Passengers aboard a Las Vegas-bound Delta Air Lines jet reported waiting nearly seven hours before their flight was ultimately canceled after thundershowers delayed more than 130 flights at John F. Kennedy International Airport.
Federal Aviation Administration spokesman Jim Peters said of 913 flights in and out of Kennedy on Sunday, 136 experienced delays, including 97 departures. He had no information on the number of canceled flights and had no details on the length of any particular delay.
Delta Air Lines Inc. spokeswoman Betsy Talton said the Las Vegas-bound flight was delayed five hours. She conceded passengers may have included the time it took them to board and then disembark at the gate, which was not included in her calculations.
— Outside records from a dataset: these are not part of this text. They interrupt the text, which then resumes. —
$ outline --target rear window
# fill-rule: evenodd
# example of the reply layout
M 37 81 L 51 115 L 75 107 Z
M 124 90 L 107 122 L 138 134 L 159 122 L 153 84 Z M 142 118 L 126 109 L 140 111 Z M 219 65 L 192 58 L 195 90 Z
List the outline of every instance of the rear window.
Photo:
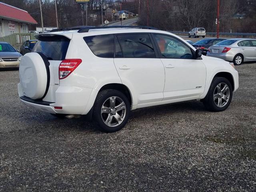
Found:
M 84 40 L 96 56 L 104 58 L 113 58 L 114 34 L 84 37 Z
M 40 37 L 33 49 L 33 52 L 40 52 L 49 60 L 65 59 L 70 40 L 61 36 Z
M 217 43 L 215 45 L 230 45 L 236 41 L 237 41 L 237 40 L 225 40 Z

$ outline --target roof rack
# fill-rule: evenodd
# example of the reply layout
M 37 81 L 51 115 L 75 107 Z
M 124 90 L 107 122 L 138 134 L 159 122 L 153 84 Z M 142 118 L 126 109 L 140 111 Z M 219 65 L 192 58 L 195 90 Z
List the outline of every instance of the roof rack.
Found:
M 69 27 L 68 28 L 54 29 L 50 31 L 49 32 L 56 32 L 57 31 L 69 31 L 70 30 L 79 30 L 82 28 L 86 27 L 92 27 L 92 26 L 75 26 L 74 27 Z
M 90 27 L 86 26 L 81 28 L 78 32 L 78 33 L 85 33 L 88 32 L 91 29 L 110 29 L 112 28 L 133 28 L 143 29 L 153 29 L 154 30 L 159 30 L 158 29 L 153 27 L 148 27 L 147 26 L 114 26 L 104 27 Z

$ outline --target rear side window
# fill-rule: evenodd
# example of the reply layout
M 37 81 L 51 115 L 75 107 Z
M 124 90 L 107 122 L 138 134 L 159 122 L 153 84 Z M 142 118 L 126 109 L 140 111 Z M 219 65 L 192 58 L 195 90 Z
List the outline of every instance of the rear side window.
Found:
M 230 45 L 237 41 L 237 40 L 224 40 L 217 43 L 216 45 Z
M 148 34 L 117 36 L 125 58 L 155 58 L 152 43 Z
M 241 41 L 237 44 L 237 45 L 240 47 L 251 47 L 251 43 L 250 43 L 249 40 L 246 40 L 245 41 Z
M 40 37 L 33 49 L 33 52 L 40 52 L 49 60 L 65 59 L 70 40 L 61 36 Z
M 84 40 L 96 56 L 104 58 L 114 58 L 113 34 L 84 37 Z

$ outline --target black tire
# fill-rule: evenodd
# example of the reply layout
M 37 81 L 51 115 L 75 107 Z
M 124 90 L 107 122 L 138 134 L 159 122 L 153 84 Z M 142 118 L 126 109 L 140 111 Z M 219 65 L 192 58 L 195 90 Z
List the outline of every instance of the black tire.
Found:
M 236 58 L 238 57 L 240 57 L 242 60 L 241 62 L 238 62 L 238 61 L 236 60 Z M 240 65 L 241 64 L 244 62 L 244 57 L 242 54 L 237 54 L 234 57 L 233 59 L 233 63 L 235 65 Z
M 60 118 L 60 119 L 64 119 L 65 118 L 65 117 L 67 115 L 67 114 L 62 114 L 60 113 L 56 113 L 55 114 L 54 113 L 51 113 L 50 114 L 52 116 Z
M 226 84 L 229 88 L 230 96 L 228 100 L 226 102 L 226 104 L 222 107 L 220 107 L 217 106 L 214 102 L 214 91 L 217 86 L 220 83 Z M 208 110 L 214 112 L 220 112 L 225 110 L 229 106 L 233 96 L 233 89 L 230 82 L 228 80 L 224 77 L 216 77 L 212 80 L 211 85 L 210 86 L 207 94 L 203 100 L 203 103 L 205 107 Z M 222 100 L 222 99 L 221 99 Z
M 106 124 L 103 120 L 103 118 L 102 117 L 102 107 L 104 103 L 106 103 L 106 102 L 107 102 L 107 100 L 112 97 L 116 97 L 116 98 L 122 100 L 125 105 L 126 109 L 125 110 L 125 115 L 124 116 L 124 118 L 120 124 L 118 124 L 118 125 L 115 126 L 110 126 Z M 101 91 L 98 93 L 92 111 L 92 122 L 96 126 L 99 127 L 104 132 L 113 132 L 119 131 L 125 126 L 129 120 L 130 111 L 130 104 L 126 96 L 120 91 L 112 89 Z M 114 112 L 114 114 L 112 114 L 110 112 L 109 112 L 108 114 L 106 114 L 105 115 L 108 116 L 110 115 L 113 116 L 112 117 L 113 119 L 112 121 L 110 122 L 110 124 L 113 121 L 114 122 L 116 121 L 116 123 L 117 122 L 117 121 L 115 118 L 116 112 Z M 108 118 L 108 117 L 106 118 Z

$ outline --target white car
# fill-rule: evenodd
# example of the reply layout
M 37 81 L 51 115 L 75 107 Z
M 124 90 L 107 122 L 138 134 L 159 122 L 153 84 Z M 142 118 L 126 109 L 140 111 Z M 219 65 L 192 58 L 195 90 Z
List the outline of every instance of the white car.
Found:
M 204 28 L 194 28 L 190 31 L 188 32 L 188 37 L 192 36 L 196 38 L 201 36 L 203 38 L 204 38 L 206 34 L 206 32 L 205 32 L 205 29 Z
M 37 35 L 20 65 L 21 101 L 57 116 L 87 114 L 108 132 L 123 128 L 140 108 L 193 100 L 213 111 L 228 108 L 238 87 L 232 63 L 201 56 L 175 34 L 144 28 Z

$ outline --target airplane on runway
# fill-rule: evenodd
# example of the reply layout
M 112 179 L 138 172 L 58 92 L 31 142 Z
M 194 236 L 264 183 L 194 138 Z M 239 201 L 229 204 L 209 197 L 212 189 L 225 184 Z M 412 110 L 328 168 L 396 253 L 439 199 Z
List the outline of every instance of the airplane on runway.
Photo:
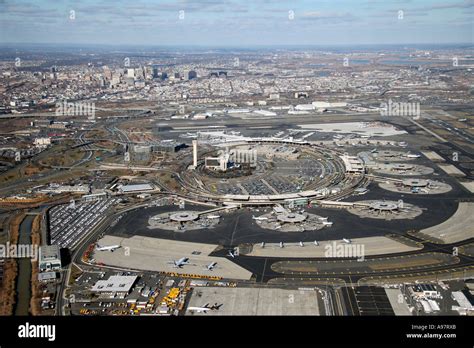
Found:
M 408 154 L 406 155 L 406 157 L 407 157 L 407 158 L 420 158 L 421 155 L 416 155 L 416 154 L 413 154 L 413 153 L 408 153 Z
M 208 215 L 206 218 L 208 219 L 219 219 L 221 216 L 220 215 Z
M 207 313 L 208 311 L 218 311 L 222 307 L 223 303 L 220 305 L 217 304 L 217 302 L 209 307 L 209 303 L 206 303 L 202 307 L 188 307 L 188 311 L 190 312 L 197 312 L 197 313 Z
M 189 258 L 182 257 L 178 261 L 173 260 L 168 263 L 173 264 L 175 268 L 182 268 L 184 265 L 189 265 Z
M 257 220 L 257 221 L 268 220 L 268 218 L 264 216 L 255 216 L 255 215 L 252 215 L 252 219 Z
M 114 250 L 115 250 L 115 249 L 118 249 L 118 248 L 120 248 L 120 245 L 105 245 L 105 246 L 100 246 L 99 244 L 97 244 L 95 250 L 114 252 Z
M 209 265 L 206 266 L 206 268 L 209 271 L 212 271 L 214 269 L 214 267 L 216 267 L 216 265 L 217 265 L 217 262 L 211 262 Z

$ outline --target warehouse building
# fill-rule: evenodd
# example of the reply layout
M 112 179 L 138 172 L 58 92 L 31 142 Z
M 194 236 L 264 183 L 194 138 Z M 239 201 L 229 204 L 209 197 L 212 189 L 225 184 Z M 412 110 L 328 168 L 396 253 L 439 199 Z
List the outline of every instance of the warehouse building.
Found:
M 61 252 L 59 245 L 44 245 L 39 250 L 39 270 L 58 271 L 61 269 Z

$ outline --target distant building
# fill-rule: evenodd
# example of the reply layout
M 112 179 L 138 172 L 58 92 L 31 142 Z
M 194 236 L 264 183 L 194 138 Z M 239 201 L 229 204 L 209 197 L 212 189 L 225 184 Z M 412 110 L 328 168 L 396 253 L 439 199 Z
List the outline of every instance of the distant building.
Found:
M 98 201 L 98 200 L 106 199 L 106 198 L 107 198 L 107 192 L 99 192 L 99 193 L 93 193 L 90 195 L 84 195 L 81 197 L 81 201 L 93 202 L 93 201 Z
M 34 144 L 36 146 L 48 146 L 51 145 L 51 138 L 36 138 Z
M 151 159 L 150 145 L 133 145 L 132 148 L 132 161 L 134 162 L 149 162 Z
M 59 245 L 43 245 L 39 250 L 40 272 L 58 271 L 61 269 L 61 252 Z
M 178 152 L 179 150 L 186 147 L 184 143 L 178 143 L 176 141 L 162 141 L 159 144 L 152 146 L 153 152 Z
M 158 78 L 158 67 L 156 65 L 153 65 L 152 74 L 154 79 Z
M 184 75 L 186 80 L 192 80 L 197 78 L 197 73 L 194 70 L 189 70 Z
M 130 185 L 123 185 L 119 187 L 119 192 L 123 194 L 127 193 L 140 193 L 146 191 L 153 191 L 155 189 L 154 186 L 151 184 L 130 184 Z
M 91 291 L 128 294 L 137 279 L 137 276 L 110 276 L 107 280 L 97 281 Z
M 35 127 L 40 127 L 40 128 L 49 128 L 53 124 L 52 120 L 35 120 L 33 122 Z

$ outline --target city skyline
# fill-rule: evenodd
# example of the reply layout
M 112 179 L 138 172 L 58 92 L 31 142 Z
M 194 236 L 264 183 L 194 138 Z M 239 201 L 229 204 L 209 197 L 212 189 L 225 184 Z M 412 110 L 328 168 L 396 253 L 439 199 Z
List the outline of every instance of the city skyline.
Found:
M 318 46 L 472 43 L 474 1 L 2 1 L 0 44 Z

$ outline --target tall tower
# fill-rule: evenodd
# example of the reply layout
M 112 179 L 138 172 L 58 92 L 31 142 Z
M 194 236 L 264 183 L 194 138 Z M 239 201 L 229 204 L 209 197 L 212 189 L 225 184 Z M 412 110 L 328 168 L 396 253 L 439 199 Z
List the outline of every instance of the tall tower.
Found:
M 193 166 L 197 168 L 197 140 L 193 140 Z

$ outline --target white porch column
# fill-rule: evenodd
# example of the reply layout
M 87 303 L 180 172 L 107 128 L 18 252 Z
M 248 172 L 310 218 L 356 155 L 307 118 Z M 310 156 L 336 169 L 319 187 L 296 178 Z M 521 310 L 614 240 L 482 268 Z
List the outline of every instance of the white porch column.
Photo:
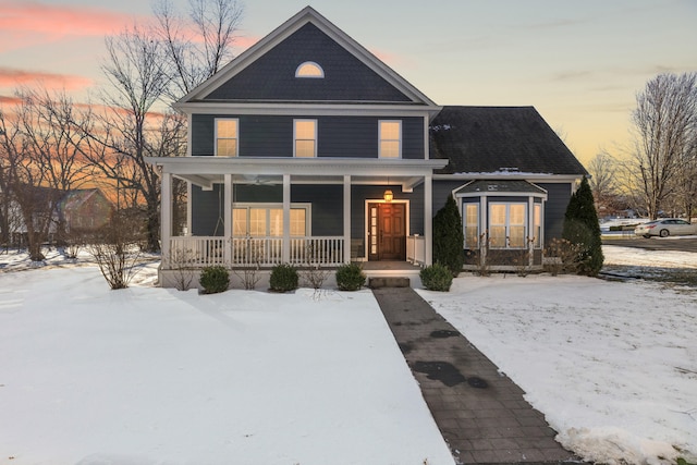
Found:
M 172 174 L 162 169 L 162 195 L 160 199 L 160 250 L 162 264 L 169 268 L 170 238 L 172 236 Z
M 186 181 L 186 234 L 192 235 L 192 183 Z
M 283 262 L 291 261 L 291 175 L 283 174 Z
M 225 174 L 225 185 L 222 200 L 223 208 L 223 235 L 229 241 L 224 248 L 225 264 L 232 262 L 232 174 Z
M 433 176 L 424 176 L 424 238 L 426 244 L 424 261 L 433 265 Z
M 344 264 L 351 262 L 351 175 L 344 174 Z

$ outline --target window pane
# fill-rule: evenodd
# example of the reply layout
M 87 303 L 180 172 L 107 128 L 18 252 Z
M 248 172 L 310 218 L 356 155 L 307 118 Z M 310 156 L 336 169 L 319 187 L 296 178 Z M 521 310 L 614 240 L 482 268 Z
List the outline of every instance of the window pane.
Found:
M 306 234 L 306 210 L 304 208 L 291 209 L 291 235 L 305 236 Z
M 295 140 L 296 157 L 314 157 L 315 140 Z
M 380 143 L 380 157 L 382 158 L 400 158 L 399 140 L 382 140 Z
M 269 235 L 279 237 L 283 235 L 283 209 L 269 209 Z
M 380 138 L 382 140 L 392 139 L 399 140 L 400 137 L 400 122 L 399 121 L 381 121 L 380 122 Z
M 325 77 L 325 72 L 317 63 L 303 63 L 295 72 L 297 77 Z
M 266 208 L 249 209 L 249 235 L 266 236 Z
M 465 206 L 465 245 L 476 248 L 479 242 L 479 206 L 468 204 Z
M 243 236 L 247 234 L 247 209 L 232 209 L 232 234 Z
M 402 144 L 402 123 L 400 121 L 380 121 L 380 157 L 400 158 Z
M 237 139 L 218 139 L 216 154 L 220 157 L 236 157 Z
M 509 229 L 509 247 L 525 247 L 525 227 Z
M 494 248 L 505 247 L 505 227 L 489 228 L 489 246 Z
M 511 204 L 510 206 L 511 218 L 509 220 L 510 224 L 525 224 L 525 205 L 523 204 Z
M 491 205 L 489 224 L 505 224 L 505 205 Z
M 237 120 L 217 120 L 219 138 L 237 138 Z
M 296 121 L 295 122 L 295 138 L 297 138 L 297 139 L 314 139 L 315 138 L 315 122 L 314 121 Z
M 535 246 L 540 247 L 542 244 L 542 206 L 535 204 L 533 215 L 535 217 L 535 224 L 533 229 L 533 234 L 535 234 Z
Talton confirmed that the 184 passengers aboard Flight 621 were offered refunds or other travel arrangements after they reported being stuck on a grounded airplane for up to seven hours.
She said when the plane left the gate, it was No. 15 of 60 planes waiting to depart. Then, she said, air traffic controllers stopped all scheduled flights because of severe weather.
"The crew waited for the opportunity for the departure lanes to reopen so we could get customers to their destination; however, they ultimately made the decision to return to the terminal around 3 p.m., when the crew could not project a definitive departure time," Talton said.
She said because of congestion on the airport tarmac, the return to the terminal took another 90 minutes.
Patricia Johnson, of Putnam Valley, told the New York Daily News she was aboard the Delta flight that eventually was canceled.
"Everybody seems pretty calm, they just want to get off the plane," she said in Monday's editions. Passengers were not fed, but were provided water and warm soft drinks.
The issue of airline passenger rights has been growing in intensity in recent years as delays and cancellations have become routine for travelers.
Earlier this year, a federal appeals court struck down a New York state law requiring airlines to provide basic services to passengers cooped up for hours on tarmacs.
New York lawmakers passed the bill — the first of its kind in the nation — after a series of delays at Kennedy in the winter of 2007 left some passengers stranded for more than 10 hours with no food or water, overflowing toilets and no air conditioning.
The 2nd U.S. Circuit Court of Appeals said the law interferes with federal law governing the price, route or service of an air carrier. Congress is now considering federal legislation.
David Stempler, president of the Air Travelers Association, said the Delta delay was "unacceptable and kind of unconscionable."
"The common thread seems to be extreme weather," he said. "When these things occur they should have a system worked out to extricate passengers."